Dicen que las camelias traen mala suerte porque las flores se caen enteras del tallo, como cabezas cortadas; pero los capullos dobles de este gran árbol, que tenía cuatrocientos años y florecía en cinco colores diferentes, caían de pétalo en pétalo. Por ello se llamaba la camelia «de pétalos caídos»
– En plena floración -dijo a Eguchi la joven esposa del sacerdote-, recogemos cinco o seis cestas por día.
Añadió que la masa de flores de la gran camelia era menos hermosa al sol de mediodía que cuando el sol la iluminaba por detrás. Eguchi y su hija menor se sentaron en la veranda occidental, y el sol se estaba poniendo detrás del árbol. Ambos miraban hacia el sol, pero las hojas espesas y los racimos de flores no dejaban pasar la luz solar. Ésta se hundía, en la camelia, como si el propio sol poniente colgara en los bordes de la sombra. El templo de las camelias se encontraba en una parte cuidadosa y vulgar de la ciudad, y en el jardín no había nada digno de verse, excepto la camelia. Los ojos de Eguchi estaban llenos de ella, y no oía el ruido de la ciudad.
– Es una hermosa floración -observó a su hija.
– A veces, cuando nos levantamos por la mañana, hay tantos pétalos que no puede verse el suelo -dijo la joven esposa, dejando solos a Eguchi y a su hija.
¿Eran cinco los colores de aquel único árbol? Podía ver camelias rojas y blancas y otras de pétalos ondulados. Pero Eguchi no estaba particularmente interesado en verificar el número de colores. Se sentía cautivado por el árbol en sí. Era notable que un árbol de cuatrocientos años pudiera producir tal abundancia de flores. Toda la luz del atardecer era absorbida por la camelia, en cuyo interior debía estar concentrado el calor de sus rayos. Aunque no se advertía ni rastro de viento, alguna rama de los bordes susurraba de vez en cuando.

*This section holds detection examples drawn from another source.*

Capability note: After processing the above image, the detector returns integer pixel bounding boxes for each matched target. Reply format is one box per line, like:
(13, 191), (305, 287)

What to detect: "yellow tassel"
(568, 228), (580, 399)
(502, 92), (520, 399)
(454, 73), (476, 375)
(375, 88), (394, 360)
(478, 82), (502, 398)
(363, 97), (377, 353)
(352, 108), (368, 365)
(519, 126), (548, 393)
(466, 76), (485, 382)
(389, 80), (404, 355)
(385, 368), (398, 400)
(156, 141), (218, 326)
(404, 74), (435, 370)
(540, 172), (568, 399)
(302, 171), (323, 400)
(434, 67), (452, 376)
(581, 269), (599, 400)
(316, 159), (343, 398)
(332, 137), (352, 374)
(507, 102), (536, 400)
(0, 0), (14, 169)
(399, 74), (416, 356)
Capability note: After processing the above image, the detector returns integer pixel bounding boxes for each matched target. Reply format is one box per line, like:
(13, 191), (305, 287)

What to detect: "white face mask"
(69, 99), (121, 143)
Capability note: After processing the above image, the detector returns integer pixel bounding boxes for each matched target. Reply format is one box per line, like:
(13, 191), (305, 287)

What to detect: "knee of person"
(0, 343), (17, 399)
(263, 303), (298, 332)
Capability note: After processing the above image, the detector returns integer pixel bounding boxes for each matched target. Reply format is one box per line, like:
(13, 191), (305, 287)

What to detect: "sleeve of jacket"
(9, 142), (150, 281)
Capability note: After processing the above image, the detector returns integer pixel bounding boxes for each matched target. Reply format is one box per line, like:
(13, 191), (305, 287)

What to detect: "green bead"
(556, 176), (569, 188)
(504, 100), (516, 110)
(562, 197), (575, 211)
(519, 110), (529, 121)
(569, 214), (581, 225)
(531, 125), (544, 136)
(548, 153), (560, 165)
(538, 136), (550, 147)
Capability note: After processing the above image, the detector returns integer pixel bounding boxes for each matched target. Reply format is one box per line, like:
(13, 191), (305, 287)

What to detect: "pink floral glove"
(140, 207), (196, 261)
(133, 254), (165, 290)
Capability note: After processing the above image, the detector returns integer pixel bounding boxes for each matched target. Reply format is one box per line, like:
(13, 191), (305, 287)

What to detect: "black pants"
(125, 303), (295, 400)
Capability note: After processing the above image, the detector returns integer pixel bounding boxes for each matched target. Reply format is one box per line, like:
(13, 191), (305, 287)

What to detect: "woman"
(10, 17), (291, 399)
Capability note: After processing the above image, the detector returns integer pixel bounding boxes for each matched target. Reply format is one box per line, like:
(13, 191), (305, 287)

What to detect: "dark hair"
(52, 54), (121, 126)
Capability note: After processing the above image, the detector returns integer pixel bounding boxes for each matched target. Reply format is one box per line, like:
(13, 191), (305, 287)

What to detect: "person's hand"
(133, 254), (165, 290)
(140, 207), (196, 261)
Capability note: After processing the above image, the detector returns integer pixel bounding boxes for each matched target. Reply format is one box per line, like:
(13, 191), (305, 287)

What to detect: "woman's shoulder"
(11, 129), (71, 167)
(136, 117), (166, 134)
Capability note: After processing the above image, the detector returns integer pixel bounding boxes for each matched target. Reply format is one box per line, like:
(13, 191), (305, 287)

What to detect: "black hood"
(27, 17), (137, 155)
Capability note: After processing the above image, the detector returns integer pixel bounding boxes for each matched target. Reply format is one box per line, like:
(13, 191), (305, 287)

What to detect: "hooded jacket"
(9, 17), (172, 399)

Su hija menor no parecía estar tan absorta en el famoso árbol como el propio Eguchi. No había fuerza en sus ojos. Tal vez mirara más hacia su propio interior que hacia el árbol. Era su favorita entre las tres hijas, y tenía la terquedad de los hijos menores, incrementada ahora que sus hermanas estaban casadas. Las mayores habían preguntado a su madre, algo celosas, si Eguchi tenía la intención de retener a la pequeña en casa y llevarle un novio que viviera con la familia. Su esposa le transmitió esta observación. Su hija menor era una muchacha vivaz e inteligente. Eguchi pensaba que hacía mal en tener tantos amigos del sexo masculino, pero cuando estaba rodeada de hombres se mostraba más vivaz que nunca. Sin embargo, sus padres se daban perfecta cuenta, sobre todo su madre, que la observaba muy a menudo, de que había dos entre ellos que le gustaban más. Uno de ellos le arrebató su virginidad. Durante un tiempo, la muchacha estuvo silenciosa y arisca incluso en la seguridad de su hogar, y parecía impaciente e irritable cuando, por ejemplo, se cambiaba de ropa. Su madre intuyó que había ocurrido algo. La interrogó al respecto de una manera casual, y la muchacha apenas vaciló en confesárselo. El chico trabajaba en unos almacenes y tenía una habitación alquilada. Al parecer, ella le visitó dócilmente.
– ¿Es el muchacho con el que piensas casarte?
– No, no, de ningún modo -replicó la muchacha, dejando a su madre algo confusa.
La madre estaba segura de que el joven había logrado su propósito por la fuerza. Habló del asunto con Eguchi. Para éste fue como si la joya que tenía en la mano se hubiera destrozado. Su disgusto aumentó cuando supo que la muchacha se había prometido precipitadamente con otro admirador.
– ¿Qué te parece? -preguntó su esposa, inclinándose nerviosamente hacia él-. ¿Ha hecho bien?